As readers of this weblog know this lead data is not entirely new. I remember stumbling on it in The Fall of Rome: And the End of Civilization. It’s just more fine-grained and detailed than what came before. This sort of result definitively convinced me in a flash that the “fall of Rome” was neither fiction nor propaganda, but a true material event.

And yet the materiality is important. Like Song China, the Augustan and Antonine periods were characterized by a phase of intensive coordinated economic activity and productive output that one can’t deny. It’s right there in the material record. But from the perspective of a Christian or a Muslim, the collapse of the power of the Roman state coincided with the rise to power of the most important development in human history: the cultural dominance of singular religious visions.

The point being that when we say that “Rome fell,” it hides within it assumptions of value and importance. History is not fiction and can be understood in all its reality, but it is always critical to expose your assumptions and gain an understanding of the common ground shared between individuals whose viewpoints may differ.

 

5 thoughts on “The material consequences of Rome’s decline

  1. I wonder if the rise in lead levels in the 3rd century B.C. could be in large part due to the establishment and consolidation of the Hellenistic Kingdoms in the Eastern Mediterranean, instead of the rise of the Roman Republic.

  2. But from the perspective of a Christian or a Muslim, the collapse of the power of the Roman state coincided with the rise to power of the most important development in human history: the cultural dominance of singular religious visions.

    And it was this coincidence (“correlation”) that Gibbon seized on as the cause of the fall!

    (I just finished the book yesterday. I won’t say it was a fun read; documenting the material changes to the extent he did, necessary I imagine to make his point against a strongly opposed point of view, makes for dull reading for the non-specialist beyond a certain point. But it was nevertheless fascinating, and the tone and perspective of the last chapter were quite enjoyable. Thank you for mentioning it some weeks – months? – ago. Onward, to The Fate of Rome)

  3. Another point may be that the plumbum was mainly used for plumbing – hence, the word “plumbing”. Those pipes were already laid as of Hadrian’s accession.

    Let’s consider Cyprian’s Plague in North Africa and posit a recovery under the Balkan Emperors. We wouldn’t see the latter in lead levels until there was a demand for new lead. During the initial years of the recovery, the new people are simply moving into abandoned areas. They need only enough new lead to patch the older pipes.

    Lead levels are a good proxy for initial growth but a weaker proxy for recovery.
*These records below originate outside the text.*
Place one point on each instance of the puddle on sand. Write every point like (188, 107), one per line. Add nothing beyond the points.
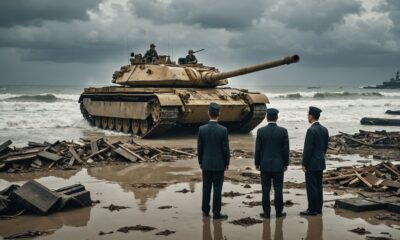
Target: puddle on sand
(113, 185)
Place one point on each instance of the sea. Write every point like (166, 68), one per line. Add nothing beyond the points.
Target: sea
(51, 113)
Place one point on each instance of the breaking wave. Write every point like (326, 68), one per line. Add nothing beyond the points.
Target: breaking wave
(334, 95)
(46, 97)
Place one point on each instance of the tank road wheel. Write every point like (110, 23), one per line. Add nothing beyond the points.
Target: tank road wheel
(155, 111)
(97, 122)
(104, 122)
(126, 125)
(144, 126)
(118, 124)
(135, 126)
(111, 123)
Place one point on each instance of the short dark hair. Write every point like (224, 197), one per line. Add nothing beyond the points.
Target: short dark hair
(315, 116)
(213, 113)
(272, 118)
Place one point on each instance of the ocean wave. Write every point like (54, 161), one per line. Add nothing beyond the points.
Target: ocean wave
(334, 95)
(45, 97)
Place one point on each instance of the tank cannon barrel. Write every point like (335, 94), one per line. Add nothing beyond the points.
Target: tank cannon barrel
(213, 76)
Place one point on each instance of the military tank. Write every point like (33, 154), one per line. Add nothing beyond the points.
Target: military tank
(151, 98)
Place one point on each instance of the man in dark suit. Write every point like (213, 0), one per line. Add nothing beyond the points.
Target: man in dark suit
(313, 163)
(213, 155)
(272, 159)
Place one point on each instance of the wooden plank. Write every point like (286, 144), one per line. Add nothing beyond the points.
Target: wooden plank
(363, 179)
(181, 152)
(71, 161)
(49, 156)
(5, 145)
(109, 144)
(96, 153)
(339, 177)
(93, 146)
(134, 154)
(20, 158)
(391, 169)
(125, 154)
(75, 154)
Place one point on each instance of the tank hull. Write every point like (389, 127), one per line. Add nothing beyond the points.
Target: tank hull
(150, 112)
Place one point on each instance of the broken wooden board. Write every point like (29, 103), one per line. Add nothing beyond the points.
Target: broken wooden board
(359, 204)
(49, 156)
(75, 154)
(125, 154)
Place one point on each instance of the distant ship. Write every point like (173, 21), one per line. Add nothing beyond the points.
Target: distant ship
(394, 83)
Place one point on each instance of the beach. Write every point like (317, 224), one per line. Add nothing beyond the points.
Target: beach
(52, 113)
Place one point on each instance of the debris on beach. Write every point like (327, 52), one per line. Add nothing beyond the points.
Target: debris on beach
(65, 155)
(165, 233)
(28, 234)
(35, 198)
(346, 143)
(113, 207)
(360, 231)
(381, 177)
(138, 227)
(245, 222)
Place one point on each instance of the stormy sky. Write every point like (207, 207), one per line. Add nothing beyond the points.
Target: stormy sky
(340, 42)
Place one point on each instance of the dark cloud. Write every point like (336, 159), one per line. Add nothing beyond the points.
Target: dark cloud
(34, 12)
(314, 15)
(232, 14)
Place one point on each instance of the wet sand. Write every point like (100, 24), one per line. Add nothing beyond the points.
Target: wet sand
(113, 185)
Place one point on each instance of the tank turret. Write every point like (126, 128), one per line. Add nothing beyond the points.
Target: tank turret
(152, 98)
(166, 73)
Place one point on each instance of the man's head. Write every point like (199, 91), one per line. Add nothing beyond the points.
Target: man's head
(313, 114)
(213, 111)
(272, 114)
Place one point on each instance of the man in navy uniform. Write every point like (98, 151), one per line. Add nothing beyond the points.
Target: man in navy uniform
(213, 155)
(313, 163)
(272, 159)
(151, 54)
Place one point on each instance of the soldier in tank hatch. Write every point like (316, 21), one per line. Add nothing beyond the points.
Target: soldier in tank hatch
(213, 155)
(313, 162)
(151, 55)
(191, 58)
(272, 159)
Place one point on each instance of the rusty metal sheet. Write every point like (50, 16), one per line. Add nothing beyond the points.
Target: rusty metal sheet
(169, 100)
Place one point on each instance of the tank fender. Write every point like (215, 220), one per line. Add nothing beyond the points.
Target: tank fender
(253, 98)
(169, 100)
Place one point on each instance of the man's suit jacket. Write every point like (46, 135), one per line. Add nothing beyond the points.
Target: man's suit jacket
(272, 148)
(213, 147)
(315, 146)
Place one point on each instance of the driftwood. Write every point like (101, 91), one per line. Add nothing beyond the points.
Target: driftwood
(391, 112)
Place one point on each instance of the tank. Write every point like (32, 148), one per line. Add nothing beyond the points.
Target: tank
(150, 98)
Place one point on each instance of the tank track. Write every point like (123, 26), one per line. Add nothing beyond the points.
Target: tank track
(168, 118)
(255, 117)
  4. In Ancient Roman times, lead was largely a byproduct of silver mining. The first graph is basically a proxy for very large silver mining operations taking place in Spain during that time. By the Roman high empire period, those silver mines were very sophisticated, and required constant industrial-scale removal of water to remain functional. One theory is that during the Antonine Plague, water removal stopped, causing flooding of the mines which made them unrecoverable. Silver mining then shifted to the Danube frontier (if I remember correctly). Silver mining there (along with all non-silver mining economic activity anywhere) wouldn’t be reflected in those Greenland ice cores.

    People shouldn’t read too much into this one set of data points.

  5. Silver mining there (along with all non-silver mining economic activity anywhere) wouldn’t be reflected in those Greenland ice cores.

    People shouldn’t read too much into this one set of data points.

    did you bother to read the fucking post? everyone acknowledges that an eastward shift might have occurred.

    and as you have to know there are plenty of other economic patterns (e.g, specie hordes discovered) that correlate with this.